Mi tío seguía inconmovible.
-¡Resuelvan esto de inmediato porque tengo mucha prisa! Se dio la vuelta y fue al mostrador a platicar con don Vicencio. Rascamos nuestros bolsillos, pero, aun juntándolo de todos, no alcanzaba para pagar ni la mitad.
Chucho salió de la nevería y al poco tiempo volvió con el dinero faltante.
-¡Miren! ¡Lino nos prestó! –nos informó feliz-. De pura casualidad mi tío la acaba de pagar su semana por adelantado. Que no se nos olvide su barquillo.
La Peque fue al mostrador para comprarlo y pagar la cuenta.
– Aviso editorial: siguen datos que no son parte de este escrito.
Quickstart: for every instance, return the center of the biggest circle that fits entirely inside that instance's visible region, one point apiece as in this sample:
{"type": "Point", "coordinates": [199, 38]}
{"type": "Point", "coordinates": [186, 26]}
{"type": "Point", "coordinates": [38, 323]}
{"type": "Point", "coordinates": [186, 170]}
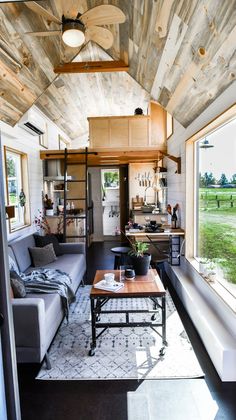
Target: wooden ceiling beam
{"type": "Point", "coordinates": [95, 158]}
{"type": "Point", "coordinates": [92, 67]}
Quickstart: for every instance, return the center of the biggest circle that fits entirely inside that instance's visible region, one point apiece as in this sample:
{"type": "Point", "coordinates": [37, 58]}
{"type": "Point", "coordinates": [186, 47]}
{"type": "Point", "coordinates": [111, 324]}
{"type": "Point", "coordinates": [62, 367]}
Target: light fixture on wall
{"type": "Point", "coordinates": [205, 144]}
{"type": "Point", "coordinates": [72, 32]}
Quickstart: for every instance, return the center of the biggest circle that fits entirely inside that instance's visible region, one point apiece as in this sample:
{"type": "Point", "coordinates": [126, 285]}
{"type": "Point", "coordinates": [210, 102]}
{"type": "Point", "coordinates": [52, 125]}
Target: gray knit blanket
{"type": "Point", "coordinates": [45, 280]}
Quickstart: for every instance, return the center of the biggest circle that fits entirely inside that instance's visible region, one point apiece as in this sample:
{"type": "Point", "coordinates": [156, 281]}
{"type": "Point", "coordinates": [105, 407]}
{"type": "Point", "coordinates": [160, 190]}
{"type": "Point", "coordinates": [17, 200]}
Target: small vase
{"type": "Point", "coordinates": [141, 264]}
{"type": "Point", "coordinates": [49, 212]}
{"type": "Point", "coordinates": [203, 268]}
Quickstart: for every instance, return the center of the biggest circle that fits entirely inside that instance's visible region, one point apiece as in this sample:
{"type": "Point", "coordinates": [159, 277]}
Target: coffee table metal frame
{"type": "Point", "coordinates": [98, 301]}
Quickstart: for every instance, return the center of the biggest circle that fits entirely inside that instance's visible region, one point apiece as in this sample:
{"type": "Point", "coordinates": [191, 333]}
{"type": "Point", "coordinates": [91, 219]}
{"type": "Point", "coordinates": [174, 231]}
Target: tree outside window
{"type": "Point", "coordinates": [216, 204]}
{"type": "Point", "coordinates": [15, 185]}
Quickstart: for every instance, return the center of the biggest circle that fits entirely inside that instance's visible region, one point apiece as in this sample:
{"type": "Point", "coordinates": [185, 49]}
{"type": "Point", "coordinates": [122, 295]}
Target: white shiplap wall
{"type": "Point", "coordinates": [19, 139]}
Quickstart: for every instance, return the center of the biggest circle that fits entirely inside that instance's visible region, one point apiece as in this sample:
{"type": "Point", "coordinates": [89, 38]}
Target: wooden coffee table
{"type": "Point", "coordinates": [149, 286]}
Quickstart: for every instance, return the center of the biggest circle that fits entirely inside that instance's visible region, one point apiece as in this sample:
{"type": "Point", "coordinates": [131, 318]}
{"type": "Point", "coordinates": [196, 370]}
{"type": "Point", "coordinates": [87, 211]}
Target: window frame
{"type": "Point", "coordinates": [24, 183]}
{"type": "Point", "coordinates": [191, 198]}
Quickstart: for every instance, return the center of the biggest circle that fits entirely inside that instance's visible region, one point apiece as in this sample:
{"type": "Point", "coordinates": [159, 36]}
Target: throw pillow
{"type": "Point", "coordinates": [12, 265]}
{"type": "Point", "coordinates": [42, 256]}
{"type": "Point", "coordinates": [17, 285]}
{"type": "Point", "coordinates": [41, 241]}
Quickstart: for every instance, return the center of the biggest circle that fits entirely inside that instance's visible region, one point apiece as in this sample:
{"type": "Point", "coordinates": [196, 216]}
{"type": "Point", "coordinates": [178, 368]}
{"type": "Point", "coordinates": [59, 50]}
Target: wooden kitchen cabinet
{"type": "Point", "coordinates": [127, 132]}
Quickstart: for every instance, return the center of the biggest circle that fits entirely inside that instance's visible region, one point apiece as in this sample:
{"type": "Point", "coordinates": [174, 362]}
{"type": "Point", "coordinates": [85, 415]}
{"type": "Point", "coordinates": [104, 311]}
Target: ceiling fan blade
{"type": "Point", "coordinates": [101, 36]}
{"type": "Point", "coordinates": [46, 33]}
{"type": "Point", "coordinates": [103, 15]}
{"type": "Point", "coordinates": [35, 7]}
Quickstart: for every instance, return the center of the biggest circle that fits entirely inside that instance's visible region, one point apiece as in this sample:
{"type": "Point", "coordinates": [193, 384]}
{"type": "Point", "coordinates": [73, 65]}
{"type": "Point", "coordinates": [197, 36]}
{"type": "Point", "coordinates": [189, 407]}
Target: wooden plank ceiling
{"type": "Point", "coordinates": [180, 53]}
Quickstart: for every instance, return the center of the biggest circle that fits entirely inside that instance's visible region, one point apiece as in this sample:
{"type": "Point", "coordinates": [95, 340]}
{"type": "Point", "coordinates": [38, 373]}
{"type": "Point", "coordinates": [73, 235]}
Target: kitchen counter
{"type": "Point", "coordinates": [140, 217]}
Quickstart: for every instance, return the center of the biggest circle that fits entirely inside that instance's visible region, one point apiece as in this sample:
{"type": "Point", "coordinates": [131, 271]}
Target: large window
{"type": "Point", "coordinates": [215, 204]}
{"type": "Point", "coordinates": [17, 187]}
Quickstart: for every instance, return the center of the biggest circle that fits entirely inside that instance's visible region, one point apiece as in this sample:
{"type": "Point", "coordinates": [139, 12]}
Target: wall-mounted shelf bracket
{"type": "Point", "coordinates": [177, 160]}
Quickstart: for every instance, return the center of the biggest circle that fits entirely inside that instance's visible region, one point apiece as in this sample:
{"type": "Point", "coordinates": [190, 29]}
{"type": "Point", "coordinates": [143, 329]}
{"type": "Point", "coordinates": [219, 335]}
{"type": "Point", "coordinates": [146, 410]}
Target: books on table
{"type": "Point", "coordinates": [113, 287]}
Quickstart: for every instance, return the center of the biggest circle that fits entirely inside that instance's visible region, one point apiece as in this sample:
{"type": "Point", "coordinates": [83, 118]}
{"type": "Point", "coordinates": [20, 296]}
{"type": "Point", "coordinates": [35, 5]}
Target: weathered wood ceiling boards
{"type": "Point", "coordinates": [181, 53]}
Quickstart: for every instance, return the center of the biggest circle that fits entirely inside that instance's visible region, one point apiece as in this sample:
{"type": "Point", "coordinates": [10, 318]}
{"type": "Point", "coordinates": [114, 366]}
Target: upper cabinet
{"type": "Point", "coordinates": [129, 132]}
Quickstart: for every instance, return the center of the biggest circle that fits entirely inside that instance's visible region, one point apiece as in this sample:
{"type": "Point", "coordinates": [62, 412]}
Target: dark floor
{"type": "Point", "coordinates": [187, 399]}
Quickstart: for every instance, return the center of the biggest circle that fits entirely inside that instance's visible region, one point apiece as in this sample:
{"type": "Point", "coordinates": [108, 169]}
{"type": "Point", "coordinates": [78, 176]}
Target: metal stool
{"type": "Point", "coordinates": [120, 255]}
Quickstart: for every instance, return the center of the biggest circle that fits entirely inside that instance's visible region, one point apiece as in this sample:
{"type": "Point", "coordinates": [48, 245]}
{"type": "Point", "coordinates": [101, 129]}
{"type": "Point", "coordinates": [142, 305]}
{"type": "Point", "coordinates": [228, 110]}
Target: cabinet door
{"type": "Point", "coordinates": [139, 132]}
{"type": "Point", "coordinates": [99, 132]}
{"type": "Point", "coordinates": [119, 131]}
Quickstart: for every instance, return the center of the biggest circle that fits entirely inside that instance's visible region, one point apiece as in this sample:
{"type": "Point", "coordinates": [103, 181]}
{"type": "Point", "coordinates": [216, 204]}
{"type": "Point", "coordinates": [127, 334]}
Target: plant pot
{"type": "Point", "coordinates": [141, 264]}
{"type": "Point", "coordinates": [203, 268]}
{"type": "Point", "coordinates": [49, 212]}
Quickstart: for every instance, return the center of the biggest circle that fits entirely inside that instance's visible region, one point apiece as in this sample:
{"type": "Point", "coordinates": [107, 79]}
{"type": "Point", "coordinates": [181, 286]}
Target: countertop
{"type": "Point", "coordinates": [148, 213]}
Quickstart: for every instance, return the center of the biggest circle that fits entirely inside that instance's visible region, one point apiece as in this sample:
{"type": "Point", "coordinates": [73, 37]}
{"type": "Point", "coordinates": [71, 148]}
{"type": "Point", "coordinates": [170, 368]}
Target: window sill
{"type": "Point", "coordinates": [216, 286]}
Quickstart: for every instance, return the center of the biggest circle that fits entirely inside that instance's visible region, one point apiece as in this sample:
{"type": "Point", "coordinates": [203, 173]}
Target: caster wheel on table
{"type": "Point", "coordinates": [162, 351]}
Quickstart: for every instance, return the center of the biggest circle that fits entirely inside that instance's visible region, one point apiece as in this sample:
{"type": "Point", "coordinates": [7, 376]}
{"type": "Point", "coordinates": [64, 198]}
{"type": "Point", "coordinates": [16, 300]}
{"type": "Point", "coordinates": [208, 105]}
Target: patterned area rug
{"type": "Point", "coordinates": [121, 353]}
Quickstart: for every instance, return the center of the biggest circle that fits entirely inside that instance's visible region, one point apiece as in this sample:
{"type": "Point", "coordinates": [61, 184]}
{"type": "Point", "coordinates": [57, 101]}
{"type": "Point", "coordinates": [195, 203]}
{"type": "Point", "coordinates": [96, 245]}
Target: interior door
{"type": "Point", "coordinates": [9, 394]}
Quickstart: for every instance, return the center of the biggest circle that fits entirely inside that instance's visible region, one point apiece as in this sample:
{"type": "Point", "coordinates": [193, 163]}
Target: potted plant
{"type": "Point", "coordinates": [203, 266]}
{"type": "Point", "coordinates": [211, 274]}
{"type": "Point", "coordinates": [48, 205]}
{"type": "Point", "coordinates": [139, 257]}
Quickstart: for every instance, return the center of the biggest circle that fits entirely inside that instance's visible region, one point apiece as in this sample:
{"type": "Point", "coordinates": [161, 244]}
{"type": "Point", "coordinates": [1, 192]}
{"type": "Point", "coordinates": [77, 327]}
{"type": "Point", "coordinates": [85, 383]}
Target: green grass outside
{"type": "Point", "coordinates": [218, 236]}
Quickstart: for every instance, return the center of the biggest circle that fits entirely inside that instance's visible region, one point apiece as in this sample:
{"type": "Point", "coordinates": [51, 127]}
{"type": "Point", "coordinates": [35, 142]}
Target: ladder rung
{"type": "Point", "coordinates": [75, 217]}
{"type": "Point", "coordinates": [76, 180]}
{"type": "Point", "coordinates": [73, 199]}
{"type": "Point", "coordinates": [77, 236]}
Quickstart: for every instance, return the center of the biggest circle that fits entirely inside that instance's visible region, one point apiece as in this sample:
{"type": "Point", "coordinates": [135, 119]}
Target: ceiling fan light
{"type": "Point", "coordinates": [72, 35]}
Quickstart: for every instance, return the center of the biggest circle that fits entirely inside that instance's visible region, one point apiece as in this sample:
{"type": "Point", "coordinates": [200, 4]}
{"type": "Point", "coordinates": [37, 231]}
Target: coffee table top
{"type": "Point", "coordinates": [149, 285]}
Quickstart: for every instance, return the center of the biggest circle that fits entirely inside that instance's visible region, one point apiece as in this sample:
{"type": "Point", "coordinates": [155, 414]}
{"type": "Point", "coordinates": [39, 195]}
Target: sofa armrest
{"type": "Point", "coordinates": [29, 322]}
{"type": "Point", "coordinates": [73, 248]}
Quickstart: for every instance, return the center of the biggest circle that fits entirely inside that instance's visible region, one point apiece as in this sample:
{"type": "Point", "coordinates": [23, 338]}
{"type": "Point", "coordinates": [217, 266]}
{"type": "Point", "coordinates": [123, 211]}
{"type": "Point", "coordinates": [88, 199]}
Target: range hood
{"type": "Point", "coordinates": [53, 170]}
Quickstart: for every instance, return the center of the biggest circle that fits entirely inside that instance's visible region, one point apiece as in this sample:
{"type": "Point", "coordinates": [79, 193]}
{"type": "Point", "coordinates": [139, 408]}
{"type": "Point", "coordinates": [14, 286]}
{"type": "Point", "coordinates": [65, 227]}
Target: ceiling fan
{"type": "Point", "coordinates": [80, 28]}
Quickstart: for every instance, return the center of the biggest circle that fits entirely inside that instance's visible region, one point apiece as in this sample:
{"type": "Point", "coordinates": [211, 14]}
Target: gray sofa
{"type": "Point", "coordinates": [38, 316]}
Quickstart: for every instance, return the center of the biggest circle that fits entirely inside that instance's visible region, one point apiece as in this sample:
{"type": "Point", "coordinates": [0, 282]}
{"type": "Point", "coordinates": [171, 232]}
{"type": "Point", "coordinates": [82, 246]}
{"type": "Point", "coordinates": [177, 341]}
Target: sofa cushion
{"type": "Point", "coordinates": [42, 256]}
{"type": "Point", "coordinates": [20, 248]}
{"type": "Point", "coordinates": [72, 264]}
{"type": "Point", "coordinates": [17, 284]}
{"type": "Point", "coordinates": [41, 241]}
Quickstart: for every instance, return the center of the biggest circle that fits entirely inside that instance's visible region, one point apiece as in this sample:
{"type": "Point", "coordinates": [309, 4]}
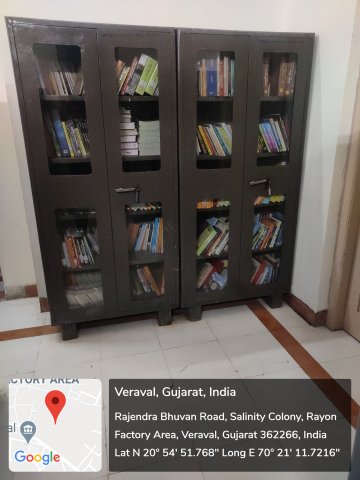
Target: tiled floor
{"type": "Point", "coordinates": [227, 343]}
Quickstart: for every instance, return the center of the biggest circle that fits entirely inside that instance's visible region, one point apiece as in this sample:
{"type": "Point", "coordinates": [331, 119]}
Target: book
{"type": "Point", "coordinates": [148, 70]}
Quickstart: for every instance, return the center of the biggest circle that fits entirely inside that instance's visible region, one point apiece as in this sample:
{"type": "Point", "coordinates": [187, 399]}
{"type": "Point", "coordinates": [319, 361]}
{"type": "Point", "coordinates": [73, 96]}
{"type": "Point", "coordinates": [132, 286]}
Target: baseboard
{"type": "Point", "coordinates": [301, 308]}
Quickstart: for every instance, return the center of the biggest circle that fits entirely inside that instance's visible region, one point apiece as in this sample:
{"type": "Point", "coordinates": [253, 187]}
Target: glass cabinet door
{"type": "Point", "coordinates": [279, 77]}
{"type": "Point", "coordinates": [138, 88]}
{"type": "Point", "coordinates": [66, 149]}
{"type": "Point", "coordinates": [212, 107]}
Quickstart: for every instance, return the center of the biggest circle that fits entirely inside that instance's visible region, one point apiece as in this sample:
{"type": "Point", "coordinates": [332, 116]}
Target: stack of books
{"type": "Point", "coordinates": [139, 77]}
{"type": "Point", "coordinates": [214, 139]}
{"type": "Point", "coordinates": [273, 135]}
{"type": "Point", "coordinates": [79, 247]}
{"type": "Point", "coordinates": [212, 276]}
{"type": "Point", "coordinates": [216, 76]}
{"type": "Point", "coordinates": [128, 133]}
{"type": "Point", "coordinates": [268, 201]}
{"type": "Point", "coordinates": [265, 269]}
{"type": "Point", "coordinates": [146, 236]}
{"type": "Point", "coordinates": [279, 79]}
{"type": "Point", "coordinates": [58, 77]}
{"type": "Point", "coordinates": [144, 282]}
{"type": "Point", "coordinates": [149, 137]}
{"type": "Point", "coordinates": [66, 137]}
{"type": "Point", "coordinates": [214, 237]}
{"type": "Point", "coordinates": [213, 204]}
{"type": "Point", "coordinates": [149, 207]}
{"type": "Point", "coordinates": [267, 232]}
{"type": "Point", "coordinates": [84, 289]}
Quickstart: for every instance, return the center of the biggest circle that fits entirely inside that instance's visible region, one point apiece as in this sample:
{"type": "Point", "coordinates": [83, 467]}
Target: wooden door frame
{"type": "Point", "coordinates": [348, 227]}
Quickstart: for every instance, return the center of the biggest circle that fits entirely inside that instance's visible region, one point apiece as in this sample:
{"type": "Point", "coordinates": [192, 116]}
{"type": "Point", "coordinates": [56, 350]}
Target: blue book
{"type": "Point", "coordinates": [211, 77]}
{"type": "Point", "coordinates": [155, 234]}
{"type": "Point", "coordinates": [59, 132]}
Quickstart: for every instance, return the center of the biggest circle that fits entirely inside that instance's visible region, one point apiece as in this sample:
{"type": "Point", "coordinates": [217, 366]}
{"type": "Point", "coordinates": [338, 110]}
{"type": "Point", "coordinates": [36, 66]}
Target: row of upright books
{"type": "Point", "coordinates": [212, 276]}
{"type": "Point", "coordinates": [65, 136]}
{"type": "Point", "coordinates": [146, 236]}
{"type": "Point", "coordinates": [59, 77]}
{"type": "Point", "coordinates": [84, 289]}
{"type": "Point", "coordinates": [265, 269]}
{"type": "Point", "coordinates": [214, 139]}
{"type": "Point", "coordinates": [144, 208]}
{"type": "Point", "coordinates": [214, 237]}
{"type": "Point", "coordinates": [139, 77]}
{"type": "Point", "coordinates": [278, 76]}
{"type": "Point", "coordinates": [147, 281]}
{"type": "Point", "coordinates": [79, 247]}
{"type": "Point", "coordinates": [273, 135]}
{"type": "Point", "coordinates": [216, 76]}
{"type": "Point", "coordinates": [267, 232]}
{"type": "Point", "coordinates": [203, 204]}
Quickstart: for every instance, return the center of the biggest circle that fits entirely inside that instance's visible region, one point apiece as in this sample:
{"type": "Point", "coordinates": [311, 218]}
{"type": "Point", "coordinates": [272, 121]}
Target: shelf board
{"type": "Point", "coordinates": [84, 268]}
{"type": "Point", "coordinates": [144, 212]}
{"type": "Point", "coordinates": [213, 209]}
{"type": "Point", "coordinates": [69, 160]}
{"type": "Point", "coordinates": [77, 216]}
{"type": "Point", "coordinates": [140, 98]}
{"type": "Point", "coordinates": [63, 98]}
{"type": "Point", "coordinates": [137, 258]}
{"type": "Point", "coordinates": [266, 250]}
{"type": "Point", "coordinates": [273, 98]}
{"type": "Point", "coordinates": [140, 158]}
{"type": "Point", "coordinates": [212, 257]}
{"type": "Point", "coordinates": [273, 154]}
{"type": "Point", "coordinates": [214, 99]}
{"type": "Point", "coordinates": [213, 157]}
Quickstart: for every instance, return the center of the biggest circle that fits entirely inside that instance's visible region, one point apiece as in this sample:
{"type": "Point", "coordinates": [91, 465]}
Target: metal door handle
{"type": "Point", "coordinates": [264, 181]}
{"type": "Point", "coordinates": [129, 190]}
{"type": "Point", "coordinates": [126, 189]}
{"type": "Point", "coordinates": [258, 182]}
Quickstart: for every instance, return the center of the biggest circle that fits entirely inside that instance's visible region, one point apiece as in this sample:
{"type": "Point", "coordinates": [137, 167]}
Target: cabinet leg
{"type": "Point", "coordinates": [164, 317]}
{"type": "Point", "coordinates": [194, 313]}
{"type": "Point", "coordinates": [70, 331]}
{"type": "Point", "coordinates": [275, 300]}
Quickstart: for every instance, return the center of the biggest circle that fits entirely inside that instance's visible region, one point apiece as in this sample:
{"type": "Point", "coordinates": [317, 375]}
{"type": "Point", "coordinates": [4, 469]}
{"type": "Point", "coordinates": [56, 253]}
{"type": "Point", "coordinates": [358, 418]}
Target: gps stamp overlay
{"type": "Point", "coordinates": [55, 425]}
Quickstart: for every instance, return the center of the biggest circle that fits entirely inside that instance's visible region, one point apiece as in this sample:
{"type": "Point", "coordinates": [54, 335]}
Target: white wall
{"type": "Point", "coordinates": [332, 21]}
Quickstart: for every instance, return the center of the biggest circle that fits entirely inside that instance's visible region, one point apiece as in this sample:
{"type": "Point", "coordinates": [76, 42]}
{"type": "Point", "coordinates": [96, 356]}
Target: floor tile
{"type": "Point", "coordinates": [128, 339]}
{"type": "Point", "coordinates": [143, 365]}
{"type": "Point", "coordinates": [346, 368]}
{"type": "Point", "coordinates": [204, 360]}
{"type": "Point", "coordinates": [76, 370]}
{"type": "Point", "coordinates": [21, 313]}
{"type": "Point", "coordinates": [182, 333]}
{"type": "Point", "coordinates": [18, 356]}
{"type": "Point", "coordinates": [325, 345]}
{"type": "Point", "coordinates": [285, 315]}
{"type": "Point", "coordinates": [233, 322]}
{"type": "Point", "coordinates": [257, 355]}
{"type": "Point", "coordinates": [54, 351]}
{"type": "Point", "coordinates": [4, 397]}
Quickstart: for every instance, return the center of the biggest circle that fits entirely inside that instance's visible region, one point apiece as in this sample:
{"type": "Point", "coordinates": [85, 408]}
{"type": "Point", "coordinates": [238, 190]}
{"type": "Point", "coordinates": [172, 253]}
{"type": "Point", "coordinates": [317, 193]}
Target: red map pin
{"type": "Point", "coordinates": [55, 401]}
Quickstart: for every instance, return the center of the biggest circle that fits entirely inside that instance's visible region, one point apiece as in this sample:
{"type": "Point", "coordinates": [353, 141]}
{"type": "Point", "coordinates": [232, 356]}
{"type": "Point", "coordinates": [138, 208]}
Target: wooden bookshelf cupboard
{"type": "Point", "coordinates": [88, 203]}
{"type": "Point", "coordinates": [246, 195]}
{"type": "Point", "coordinates": [92, 205]}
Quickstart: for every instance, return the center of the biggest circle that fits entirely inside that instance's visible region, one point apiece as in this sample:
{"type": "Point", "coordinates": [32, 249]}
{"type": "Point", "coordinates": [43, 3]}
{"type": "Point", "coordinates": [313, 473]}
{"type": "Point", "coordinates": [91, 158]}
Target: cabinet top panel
{"type": "Point", "coordinates": [61, 23]}
{"type": "Point", "coordinates": [57, 23]}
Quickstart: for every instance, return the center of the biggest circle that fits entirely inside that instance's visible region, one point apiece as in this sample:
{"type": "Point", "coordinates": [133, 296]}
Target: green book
{"type": "Point", "coordinates": [153, 82]}
{"type": "Point", "coordinates": [146, 75]}
{"type": "Point", "coordinates": [205, 238]}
Iba cargando a Caty. Mi tío se la quito de los brazos. -¡Ay, niña, no me pellizque! –grito.
Con mi prima prendida a sus cachetes mi tío llego a nuestra mesa.
-¡Vengase, Panchito! –me dijo.
Me cargo en el otro brazo y las pincitas de Caty volaron hacia mí. Afortunadamente ese día traía suéter.
Rumbo al coche, mi tío nos dijo:
-¿Por qué me miran con esos ojos? Las miradas rencorosas son muy feas. Además, desearle mal a un prójimo no es bueno.
Como si nos hubiéramos puesto de acuerdo, dejamos la venganza en manos de nuestra tía; ninguno probamos bocado a la hora de la comida.